Riyad Mahrez? He’s an example!”

goes the mantra in Sarcelles, a north Parisian housing project where strings of high-rise blocks were built in the 1950s and 1960s primarily to accommodate French settlers from Algeria.

It was in this town 16km (10 miles) north of Paris that the Algerian international was born and raised, and the Premier League winner with Leicester who will be one of the stars of the upcoming African Cup of Nations continues to inspire. At AAS Sarcelles, Mahrez’s first club, the young wannabe footballers all seem to favour their left feet, like their idol, now 25.

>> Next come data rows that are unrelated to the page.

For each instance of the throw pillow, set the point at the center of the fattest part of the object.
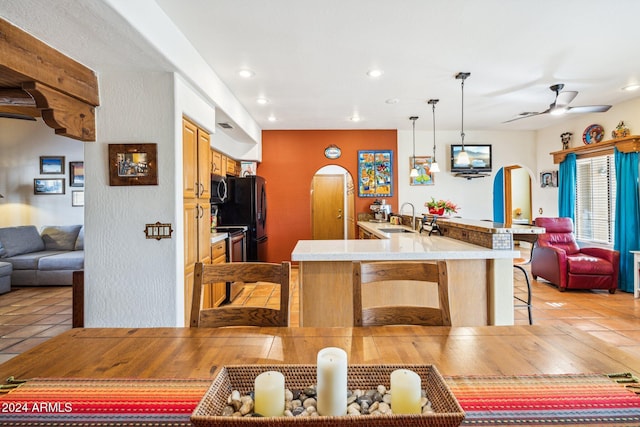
(61, 237)
(20, 240)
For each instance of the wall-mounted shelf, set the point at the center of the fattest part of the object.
(628, 144)
(470, 175)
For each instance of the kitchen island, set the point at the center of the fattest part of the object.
(480, 279)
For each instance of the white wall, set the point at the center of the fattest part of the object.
(22, 143)
(130, 280)
(474, 197)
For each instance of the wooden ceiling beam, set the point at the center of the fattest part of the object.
(66, 115)
(16, 98)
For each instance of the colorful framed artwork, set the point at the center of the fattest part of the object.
(77, 198)
(423, 165)
(76, 174)
(375, 173)
(51, 165)
(548, 179)
(48, 186)
(133, 164)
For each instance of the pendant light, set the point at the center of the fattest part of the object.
(414, 171)
(434, 164)
(463, 157)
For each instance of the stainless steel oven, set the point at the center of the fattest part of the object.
(236, 252)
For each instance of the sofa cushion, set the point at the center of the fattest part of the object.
(60, 237)
(80, 240)
(29, 261)
(73, 260)
(20, 240)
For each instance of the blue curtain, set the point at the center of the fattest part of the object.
(627, 216)
(567, 187)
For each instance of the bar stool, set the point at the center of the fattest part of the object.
(519, 263)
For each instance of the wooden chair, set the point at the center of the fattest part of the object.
(248, 272)
(365, 273)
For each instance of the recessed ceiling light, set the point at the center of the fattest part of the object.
(246, 73)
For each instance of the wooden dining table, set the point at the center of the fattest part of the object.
(199, 353)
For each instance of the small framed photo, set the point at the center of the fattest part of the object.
(48, 186)
(76, 174)
(133, 164)
(52, 165)
(548, 179)
(77, 198)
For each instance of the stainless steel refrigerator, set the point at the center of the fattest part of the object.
(247, 205)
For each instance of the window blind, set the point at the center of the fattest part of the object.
(595, 199)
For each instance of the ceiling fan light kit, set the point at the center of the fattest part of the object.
(561, 106)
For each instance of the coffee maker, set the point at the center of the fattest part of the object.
(381, 211)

On one of the football pitches belonging to the multi-faceted Sarcelles sports club, the regional under-16 team fight to talk about Mahrez, and the praise is, unsurprisingly, high.

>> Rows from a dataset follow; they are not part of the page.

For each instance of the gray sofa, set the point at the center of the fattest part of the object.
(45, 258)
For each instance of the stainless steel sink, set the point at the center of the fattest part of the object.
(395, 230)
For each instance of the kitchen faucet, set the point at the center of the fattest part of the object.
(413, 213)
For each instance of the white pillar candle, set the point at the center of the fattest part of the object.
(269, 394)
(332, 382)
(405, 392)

Sekou and Yanis, naturally left-sided attacking midfielders, express their admiration for the path trodden by a player long ignored as a youth because of what was deemed a puny physique.

Mahrez stagnated in Sarcelles’ second or third teams, plying his trade in the wider Paris region until he was 18 before touching down in England five years later, after spells at Quimper and Le Havre.

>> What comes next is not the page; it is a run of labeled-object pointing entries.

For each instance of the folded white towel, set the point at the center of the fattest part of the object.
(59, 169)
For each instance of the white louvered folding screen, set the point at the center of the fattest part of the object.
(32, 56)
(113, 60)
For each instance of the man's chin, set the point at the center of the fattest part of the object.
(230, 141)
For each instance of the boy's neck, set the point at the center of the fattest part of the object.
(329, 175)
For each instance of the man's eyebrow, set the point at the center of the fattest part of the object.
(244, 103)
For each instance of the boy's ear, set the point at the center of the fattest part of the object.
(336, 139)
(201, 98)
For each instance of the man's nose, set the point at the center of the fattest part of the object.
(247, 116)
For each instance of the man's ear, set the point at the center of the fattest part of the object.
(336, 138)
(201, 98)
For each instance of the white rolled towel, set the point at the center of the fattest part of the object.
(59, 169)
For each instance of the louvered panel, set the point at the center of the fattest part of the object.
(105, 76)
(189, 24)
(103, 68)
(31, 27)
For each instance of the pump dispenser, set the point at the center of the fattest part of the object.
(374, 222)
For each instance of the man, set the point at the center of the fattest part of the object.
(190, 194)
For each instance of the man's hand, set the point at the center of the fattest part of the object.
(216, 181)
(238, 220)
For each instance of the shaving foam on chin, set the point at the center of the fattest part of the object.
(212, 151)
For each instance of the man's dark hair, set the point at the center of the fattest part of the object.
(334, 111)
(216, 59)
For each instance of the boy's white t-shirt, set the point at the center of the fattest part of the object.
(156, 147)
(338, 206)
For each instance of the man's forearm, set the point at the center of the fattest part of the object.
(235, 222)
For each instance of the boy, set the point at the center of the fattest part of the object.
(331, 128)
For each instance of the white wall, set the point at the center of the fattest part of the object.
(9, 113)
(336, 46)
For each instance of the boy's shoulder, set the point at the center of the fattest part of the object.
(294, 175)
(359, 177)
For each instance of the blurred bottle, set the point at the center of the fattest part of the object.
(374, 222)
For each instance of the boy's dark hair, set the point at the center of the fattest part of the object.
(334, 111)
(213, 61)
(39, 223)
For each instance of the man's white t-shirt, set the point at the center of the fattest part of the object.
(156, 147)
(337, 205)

Mohamed, yet another ‘leftie’, speaks of the ‘street’ style Mahrez has maintained despite going professional.

“When he’s in front of a player, you know he’s going to skin him,” he said.

“It’s his speciality and I love it! Imagine you’re facing a defender, you do a step-over, change direction and he falls: the crowd goes nuts! It’s too cool.”

Faysal Abdelwahbi, 23, a childhood friend of Mahrez’s, was adamant that “everything started here”.

“All the things he does to defenders in England, we were on the receiving end right back in the beginning.

“That step-over dribble against Manchester United, sending (Chelsea’sCesar) Azpilicueta the wrong way, or really taking (Martin) Demichelis to the cleaners…” he reminisced to general hilarity.